The present snaps back. He’s closer now. I can feel his heat. His breath. The way his gaze drops to my mouth. Just for a second. Then back up. I feel it. Like a brand. Like a promise.

“I’m sorry,” he says. Voice low. Rough. Like gravel and smoke. “About your mother. I heard this morning. I would’ve come sooner, but the estate lawyer made me wait for the reading. Didn’t know the funeral was today.”

I nod. Once. Sharp. “Yeah.”

His jaw tightens. A muscle flickers. He doesn’t like my tone. Good. I’m not here to be polite. I’m not here to play nice. I’m here because I have to be. Because grief doesn’t care about old wounds. Because my mother wouldn’t want me running from the truth.

“You didn’t tell anyone I was coming back,” he says. Not an accusation. A statement. Heavy. Measured.

“I didn’t know,” I lie. My sister texted me an hour ago. But I don’t care. I don’t want him here. I don’t want him looking at me like that.

He steps closer. The space between us shrinks. Rain slides down his jaw. His eyes drop to my throat. Then my lips. Then back to my eyes. Like he’s memorizing me. Like he’s claiming me.

“I got the letter,” he says. “About the property. My father’s will.”

“So you’re back.”

“I’m here.”

“To settle the estate.”

“To be here.” He doesn’t blink. “That’s what matters.”

My breath hitches. He knows what he’s doing. Or maybe he doesn’t. Maybe it’s instinct. Maybe it’s hunger. Maybe it’s the same hunger that made him leave and the same hunger that made him return.

He reaches out. Stops an inch from my face. Doesn’t touch. Just hovers. Like he’s afraid I’ll vanish. Like he’s afraid I’ll push him away.

“I left,” he says. Voice rough. “I know I left. I know I fucked up. I know I broke you. But I’m back. And I’m not leaving again.”

I stare at him. At the man who shattered me and walked away. At the man who now stands in the rain, looking at me like I’m the only thing keeping him alive. The grief for my mother wars with the storm in my chest. And beneath it all, something else. Something dangerous. Something I thought died with him.

Desire.

Hate.

Need.

He leans in. Just slightly. His voice drops. “Ten years, Em. Ten years of silence. Ten years of wondering if you’d look at me like this again. Like I’m the only real thing in the room.”

My lips part. I want to speak. I want to tell him to get the fuck away. I want to tell him I don’t need him. I want to tell him he doesn’t get to come back and act like he’s earned this. But I don’t. Because his eyes are on mine. Dark. Heavy. Possessive. And in them, I see it. The Marine. The scarred man. The boy who loved me like a lifeline. The man who left and regrets it every second.
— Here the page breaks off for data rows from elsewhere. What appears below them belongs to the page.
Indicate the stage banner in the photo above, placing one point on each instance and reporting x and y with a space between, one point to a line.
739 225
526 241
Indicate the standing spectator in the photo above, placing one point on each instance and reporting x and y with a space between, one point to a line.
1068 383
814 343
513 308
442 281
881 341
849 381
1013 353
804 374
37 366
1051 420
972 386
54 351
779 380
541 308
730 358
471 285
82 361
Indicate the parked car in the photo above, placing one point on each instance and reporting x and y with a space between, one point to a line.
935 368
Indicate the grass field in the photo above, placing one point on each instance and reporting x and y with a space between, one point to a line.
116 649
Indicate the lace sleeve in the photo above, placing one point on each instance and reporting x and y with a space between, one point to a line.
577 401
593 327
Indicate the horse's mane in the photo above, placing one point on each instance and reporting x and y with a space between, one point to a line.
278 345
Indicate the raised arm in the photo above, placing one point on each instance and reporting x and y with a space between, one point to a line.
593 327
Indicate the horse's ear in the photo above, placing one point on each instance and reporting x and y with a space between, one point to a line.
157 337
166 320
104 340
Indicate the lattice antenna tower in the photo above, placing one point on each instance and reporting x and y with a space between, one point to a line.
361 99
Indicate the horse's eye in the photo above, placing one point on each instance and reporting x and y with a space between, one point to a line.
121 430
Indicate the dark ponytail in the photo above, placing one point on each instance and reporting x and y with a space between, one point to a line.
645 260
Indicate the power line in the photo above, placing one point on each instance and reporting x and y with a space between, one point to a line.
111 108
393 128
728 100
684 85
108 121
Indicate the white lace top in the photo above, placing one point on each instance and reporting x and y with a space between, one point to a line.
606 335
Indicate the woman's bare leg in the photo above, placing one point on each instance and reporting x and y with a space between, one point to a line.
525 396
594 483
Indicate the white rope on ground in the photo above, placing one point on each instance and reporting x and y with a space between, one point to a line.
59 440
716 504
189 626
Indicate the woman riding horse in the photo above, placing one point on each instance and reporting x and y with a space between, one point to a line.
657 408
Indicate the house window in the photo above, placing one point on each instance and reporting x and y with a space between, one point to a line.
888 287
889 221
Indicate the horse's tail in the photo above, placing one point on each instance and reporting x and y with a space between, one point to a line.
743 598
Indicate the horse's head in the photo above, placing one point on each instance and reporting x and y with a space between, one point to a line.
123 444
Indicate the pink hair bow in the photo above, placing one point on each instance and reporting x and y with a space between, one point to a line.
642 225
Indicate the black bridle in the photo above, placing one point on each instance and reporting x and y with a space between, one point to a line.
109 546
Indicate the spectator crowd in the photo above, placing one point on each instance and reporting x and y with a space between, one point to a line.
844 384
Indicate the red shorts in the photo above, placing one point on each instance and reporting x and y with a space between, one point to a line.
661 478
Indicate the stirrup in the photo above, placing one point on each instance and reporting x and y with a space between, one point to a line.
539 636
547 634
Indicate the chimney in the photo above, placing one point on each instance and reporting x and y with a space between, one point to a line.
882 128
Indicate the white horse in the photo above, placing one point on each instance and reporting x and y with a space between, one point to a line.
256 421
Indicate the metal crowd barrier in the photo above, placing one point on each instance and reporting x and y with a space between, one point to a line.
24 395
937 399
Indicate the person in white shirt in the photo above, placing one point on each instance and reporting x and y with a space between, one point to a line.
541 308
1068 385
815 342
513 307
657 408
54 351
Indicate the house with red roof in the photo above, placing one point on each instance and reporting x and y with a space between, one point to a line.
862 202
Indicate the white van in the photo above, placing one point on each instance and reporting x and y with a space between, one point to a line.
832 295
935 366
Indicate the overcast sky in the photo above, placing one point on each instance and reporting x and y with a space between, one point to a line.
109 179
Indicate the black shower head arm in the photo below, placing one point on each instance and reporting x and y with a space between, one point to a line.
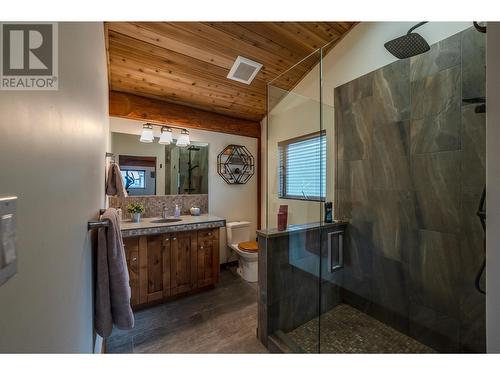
417 26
He steps closer. Our chests nearly touch. I can feel his heat. His breath. The way his gaze drops to my throat, then my lips, then back to my eyes. Like he’s memorizing me. Like he’s claiming me.

“I’m not asking for forgiveness,” he says. Voice low. Rough. “I’m telling you I’m here. And I’m not letting you go again.”

The rain falls. The cemetery is quiet. The mourners have moved on. But here, at the edge of the pines, time stops. He looks at me. I look at him. And in that silence, ten years collapse. The girl I was. The woman I am. The man who left. The man who returned. All of it crashes into this single, breathless moment.

He doesn’t touch me. He doesn’t need to. His eyes say it all. *You’re mine. You always were. I’m coming back for you.*

I don’t look away. I can’t. Because for the first time in ten years, I’m not running. I’m standing. And he’s here. And the air between us is thick with everything we never said. Everything we never finished. Everything we’re about to burn down.

His gaze doesn’t waver. Mine doesn’t either. And in that locked stare, the past dies. The future begins.